Grab’s engineering teams currently own and manage more than 250+ microservices. Depending on the business problems that each team tackles, our development ecosystem ranges from Golang, Java, and everything in between.

Although there are centralised systems that help automate most of the build and deployment tasks, there are still some teams working on different technologies that manage their own build, test and deployment systems at different maturity levels. Managing a varied build and deploy ecosystems brings their own challenges.

Build challenges

  • Broken external dependencies.
  • Non-reproducible builds due to changes in AMI, configuration keys and other build parameters.
  • Missing security permissions between different repositories.

Deployment challenges

  • Varied deployment environments necessitating a bigger learning curve.
  • Managing the underlying infrastructure as code.
  • Higher downtime when bringing the systems up after a scale down event.

Grab’s appetite for consumer obsession and quality drives the engineering teams to innovate and deliver value rapidly.
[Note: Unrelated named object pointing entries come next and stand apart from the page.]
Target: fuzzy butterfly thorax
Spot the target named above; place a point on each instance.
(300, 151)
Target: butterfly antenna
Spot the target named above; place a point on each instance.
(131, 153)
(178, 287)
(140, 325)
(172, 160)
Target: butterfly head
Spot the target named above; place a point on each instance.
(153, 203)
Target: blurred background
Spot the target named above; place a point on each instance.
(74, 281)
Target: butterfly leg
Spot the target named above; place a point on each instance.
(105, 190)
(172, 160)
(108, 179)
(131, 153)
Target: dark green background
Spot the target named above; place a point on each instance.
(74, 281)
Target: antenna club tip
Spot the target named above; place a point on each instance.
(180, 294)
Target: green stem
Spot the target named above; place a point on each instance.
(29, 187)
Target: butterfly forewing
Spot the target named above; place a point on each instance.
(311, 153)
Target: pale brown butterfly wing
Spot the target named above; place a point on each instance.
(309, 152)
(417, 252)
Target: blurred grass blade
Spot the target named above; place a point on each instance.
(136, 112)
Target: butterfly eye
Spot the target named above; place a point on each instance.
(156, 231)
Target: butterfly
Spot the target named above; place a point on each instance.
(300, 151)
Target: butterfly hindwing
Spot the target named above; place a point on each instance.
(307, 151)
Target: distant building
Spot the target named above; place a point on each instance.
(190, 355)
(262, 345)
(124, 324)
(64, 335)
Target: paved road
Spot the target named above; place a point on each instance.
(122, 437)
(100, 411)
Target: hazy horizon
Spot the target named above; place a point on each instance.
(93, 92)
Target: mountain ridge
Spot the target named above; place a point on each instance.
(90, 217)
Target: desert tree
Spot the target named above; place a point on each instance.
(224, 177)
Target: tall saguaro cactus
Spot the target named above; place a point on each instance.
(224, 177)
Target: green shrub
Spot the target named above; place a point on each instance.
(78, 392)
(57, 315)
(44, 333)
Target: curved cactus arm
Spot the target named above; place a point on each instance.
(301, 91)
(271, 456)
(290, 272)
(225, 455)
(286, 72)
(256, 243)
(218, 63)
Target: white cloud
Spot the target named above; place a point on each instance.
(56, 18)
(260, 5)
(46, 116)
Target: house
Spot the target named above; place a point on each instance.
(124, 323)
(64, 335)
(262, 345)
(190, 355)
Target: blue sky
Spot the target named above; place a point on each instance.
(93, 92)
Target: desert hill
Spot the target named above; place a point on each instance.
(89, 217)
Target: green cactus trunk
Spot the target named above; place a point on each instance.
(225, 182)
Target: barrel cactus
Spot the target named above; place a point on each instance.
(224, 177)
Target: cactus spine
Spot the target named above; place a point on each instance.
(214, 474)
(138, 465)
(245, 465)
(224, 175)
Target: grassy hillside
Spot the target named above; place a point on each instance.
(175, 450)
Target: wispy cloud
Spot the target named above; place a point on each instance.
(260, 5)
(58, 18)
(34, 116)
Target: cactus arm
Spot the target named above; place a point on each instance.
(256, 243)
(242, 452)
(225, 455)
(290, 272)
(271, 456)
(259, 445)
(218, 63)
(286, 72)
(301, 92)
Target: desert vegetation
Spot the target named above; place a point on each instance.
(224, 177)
The time that the team spends in fixing build issues or deployment-related tasks has a direct impact on the time they spend on delivering business value.

Introduction to Containerisation

Using the Container architecture helps the team deploy and run multiple applications, isolated from each other, on the same virtual machine or server and with much less overhead.

At Grab, both the platform and the core engineering teams wanted to move to the containerisation architecture to achieve the following goals:

  • Support to build and push container images during the CI process.
  • Create a standard virtual machine image capable of running container workloads. The AMI is maintained by a central team and comes with Grab infrastructure components such as (DataDog, Filebeat, Vault, etc.).
  • A deployment experience which allows existing services to migrate to container workload safely by initially running both types of workloads concurrently.

The core engineering teams wanted to adopt container workloads to achieve the following benefits:

  • Provide a containerised version of the service that can be run locally and on different cloud providers without any dependency on Grab’s internal (runtime) tooling.
  • Allow reuse of common Grab tools in different projects by running the zero dependency version of the tools on demand whenever needed.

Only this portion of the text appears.